Since 2011, Assad’s regime has been inflicting atrocities on the Syrian people — rape, torture, chemical weapons, besiegement, starvation, mass bombings and destruction of civilian settlements are just part of the catalogue. In 2012, President Obama warned that the use of chemical weapons in Syria was a red line. Assad crossed that line the next year in Ghouta with no serious consequences. So he crossed it again in Khan Shaykhun in 2017 and in Douma in 2018. By 2022, 6.7 million Syrians were internally displaced and another 6.8 million were refugees. The West expressed support for the UN-led political process, but did not develop a comprehensive strategy for Syria.
Instead, as Obama sat on his hands, Putin was given the green light and saw his chance.
In the earthquake, however, Assad spied an opportunity: to achieve de facto recognition after years of political isolation. In the immediate aftermath of the disaster, the office of the presidency did not send condolences to the Syrian people or declare a state of emergency. Instead, prioritising the presentation of Assad as having international legitimacy, it highlighted all the messages Assad received from world leaders, many of them from Arab nations, expressing sympathy. There was special attention given to condolences from key ally President Putin….
Assad wants to use earthquake destruction as a ploy to acquire western funding for reconstruction. But it gets more sinister. The earthquakes give Assad a way to erase the evidence of regime crimes. He can claim that the wide-scale destruction inflicted by regime bombing was all an act of God.
Assad has pursued a scorched earth strategy against his opponents, often aiming to raze areas outside of his control to the ground. Russia’s military support in 2015 allowed his regime to bomb Aleppo into submission and retake it from rebels.
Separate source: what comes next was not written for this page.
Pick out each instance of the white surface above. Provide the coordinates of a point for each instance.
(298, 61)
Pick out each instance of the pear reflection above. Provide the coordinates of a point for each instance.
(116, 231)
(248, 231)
After the earthquakes, Assad’s bulldozers took advantage of the destruction to demolish more buildings in the city while pretending the damage was due to the natural disaster.
The number of earthquake casualties in regime areas published by the ministry of health is more than four times that counted by the Syrian Network for Human Rights, an independent civil society organisation. Assad has a documented history of torturing and killing political prisoners. The inflated death toll allows him to count torture victims as earthquake victims.
Pushing for de facto normalisation, regime and Russian channels are repeating the claim that the West must lift sanctions on Syria to facilitate the delivery of humanitarian aid and that foreign aid should be delivered through regime-held Damascus.
In the week after the quake, two US members of Congress argued against the US treasury department’s decision to suspend sanctions on Syria for six months, for transactions related to earthquake relief, saying this paves the way for normalising relations with Assad….
In many ways, Russia used the Syrian conflict as a rehearsal for its invasion of Ukraine, utilising similar military and propaganda tactics. And the military co-operation between Iran and Russia that was nurtured in Syria is now being used against Ukraine.
The West must acknowledge that Assad right now is not laughing alone; Russia is still laughing with him in the background.
He thinks he is edging closer to scaling the hill of international isolation. But if the West is serious about holding Russia accountable for its actions in Ukraine, it cannot ignore the Syrian enabling factor. Putin and Assad are two faces of the same coin.